When we began building Lockeland Table, I knew I wanted a wood burning pizza oven. I love pizza, and it’s been a part of my culinary story.
My mom and I were talking recently, and she didn’t remember this, but when I was 10 years old she gave me a cookbook by a chef called Mr. Food. It was written for young kids. I remember one of the first recipes I made was a hot dog pizza. They had you make the dough, the sauce and use sliced hot dogs as a substitute for pepperoni. Then you baked it. That experience obviously stuck with me. It was a big deal. My first scratch pizza.
When I finished the 11th grade of high school, I had to go to summer school to become eligible to play sports my senior year. One of the classes offered was Home Economics. That course pretty much solidified my future. I really enjoyed the cooking portions of the class. One day we made a pizza from scratch. I can remember waking up early on a summer morning and thinking other kids were sleeping in or at the pool, and here I was excited about going to summer school to make pizza.

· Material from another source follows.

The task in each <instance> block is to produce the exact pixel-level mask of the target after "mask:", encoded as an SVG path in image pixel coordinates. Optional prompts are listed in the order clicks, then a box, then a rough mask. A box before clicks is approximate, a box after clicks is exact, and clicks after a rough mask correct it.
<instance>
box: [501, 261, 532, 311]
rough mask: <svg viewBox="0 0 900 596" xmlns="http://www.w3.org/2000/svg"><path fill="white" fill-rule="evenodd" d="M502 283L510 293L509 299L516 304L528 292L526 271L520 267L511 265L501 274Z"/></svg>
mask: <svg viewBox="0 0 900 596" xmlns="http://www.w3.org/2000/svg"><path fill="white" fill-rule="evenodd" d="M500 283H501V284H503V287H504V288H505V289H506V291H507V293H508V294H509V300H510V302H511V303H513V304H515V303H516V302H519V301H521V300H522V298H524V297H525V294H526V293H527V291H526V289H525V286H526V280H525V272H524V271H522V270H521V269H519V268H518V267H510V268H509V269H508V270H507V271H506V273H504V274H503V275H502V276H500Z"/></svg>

Later, I put myself through college working at Tony’s Pizza Den- my home town pizza shop. When I was at the Greenbier I worked at the Golf Course, which included a restaurant that was part of the resort. That was where I experienced my first wood burning pizza oven. I enjoyed it so much. I knew I wanted one someday. I truly believe that the best pizza comes from high-temperature, wood burning ovens.
Speaking of the best pizza, I believe, as do many chefs, that the king of all pizzas is the Margherita. It defines pizza. Everything derives from it. Dough, tomato, cheese, olive oil, basil and salt. The simplicity of this pizza is what makes it beautiful. It’s a classic not to be altered.
I once had a guest ask for pepperoni on a Margherita pizza. They couldn’t understand why I wouldn’t fulfill their request. After all, if you put pepperoni on a Margherita pizza, it’s no longer a Margherita pizza.
That being said, I am willing to add two things to the Margherita- a farm fresh egg and fresh arugula. An egg with a runny yolk doesn’t ruin too many things. And adding fresh arugula to the pizza after it comes out of the oven is a nice addition. I would do it for someone as long as we had fresh arugula in house. Those are my only two exceptions. And that’s as much flexibility as I have on the subject.
At Lockeland Table we take pride in our pizza menu. We are not a build your own pizza joint. In order for us to purchase ingredients and prep properly, we can’t allow guests to add or substitute items. Many people think, “Well, you have sausage for the Pig Pizza, why can’t you just add it to my Margherita?” The reason is because we’re all about the integrity of the food and the dish. It’s up to us to maintain high quality standards. And in doing so, we have to be consistent in how we answer requests.
Recently, my wife and I were traveling and we visited a pizzeria that a Lockeland guest had suggested. The guests were Italian and told us exactly where to go, so we we trusted their judgement. The experience was awesome. We ordered a Margherita as well as another pizza with lots of toppings. After I ate a piece of both, it just clicked again. “Why do I keep trying other types of pizza? I am in love with the Margherita.” It makes me happiest. And if I could only eat one pizza in my life, it would be the Margherita. There’s a place for others, but the Margherita is the one that puts the biggest smile on my face. The level of happiness that it brings my belly, mouth and brain…it doesn’t get much better than this. I think I’ve made my point. I just love pizza production—period.